Euro 2012 Gruppo A: Grecia – Rep. Ceca 1-2, Polonia – Russia 1-1

Mai fidarsi dei primi risultati in un Europeo. In una competizione così tirata, basta una sola giornata per ribaltare qualsiasi pronostico. La Grecia, che tutto sommato aveva ben figurato contro la Polonia, è affondata nel giro di pochi minuti dinanzi alla Repubblica Ceca, uscita con le ossa rotte dalla prima giornata. La Russia, invece, impatta a sua volta contro i padroni di casa polacchi. Un 1-1 indolore, che però sa di rimpianto per una qualificazione che poteva essere a portata di mano della selezione russa.

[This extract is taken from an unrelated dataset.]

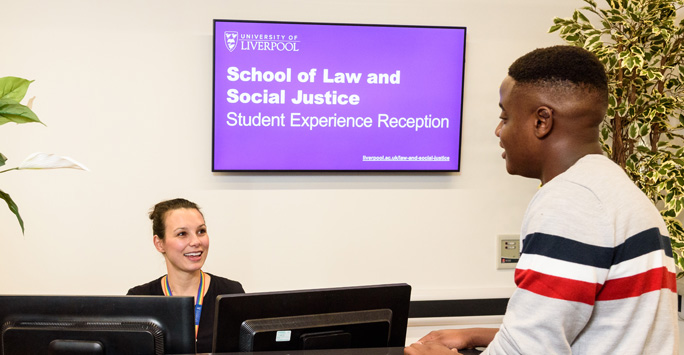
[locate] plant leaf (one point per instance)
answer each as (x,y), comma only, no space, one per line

Nel pomeriggio la Repubblica Ceca, davvero lontana parente di quella di Pavel Nedved, aveva assolutamente bisogno di fare tre punti e ci riesce mettendo a segno i due gol della vittoria nei primissimi sei minuti del match. Dopo soli tre giri di orologio, infatti, Jiracek ha già portato in vantaggio i vice-campioni d’Europa 1996 e ne devono passare altrettanti prima che arrivi il raddoppio di Denisov. La Grecia non c’è e paga una sterilità offensiva davvero preoccupante. È vero che anche nel 2004 il girone di qualificazione terminò con un pari, una sconfitta e una vittoria, ma non si può sperare sempre nei miracoli. Solamente una papera clamorosa (e stiamo minimizzando) di Cech permette a Gekas di riaprire la contesa, ma è solo un fuoco di paglia.

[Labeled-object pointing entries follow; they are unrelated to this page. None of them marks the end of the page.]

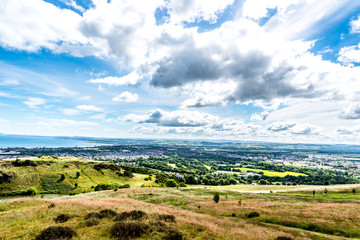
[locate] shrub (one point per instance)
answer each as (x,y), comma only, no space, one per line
(91,222)
(132,215)
(252,214)
(56,232)
(171,183)
(166,218)
(107,213)
(174,235)
(30,192)
(109,186)
(283,238)
(62,177)
(93,215)
(126,230)
(62,218)
(216,197)
(128,174)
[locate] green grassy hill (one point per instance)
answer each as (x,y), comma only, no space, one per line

Più tesa, se vogliamo, la partita che ha visto frapporsi la Polonia e la Russia. I padroni di casa potevano contare sul pubblico, ma i russi sembravano lanciati alla grande verso la vittoria. La rete iniziale al 37° di Dzagoev sembrava solamente confermare questa tendenza. Invece ecco che al 57° arriva il pareggio di Blaszczykowski, dopo che Arshavin si era appena mangiato un’occasione davvero ghiotta per chiudere il match. Visti i disordini prima dell’incontro, forse è stato davvero meglio finire sull1-1.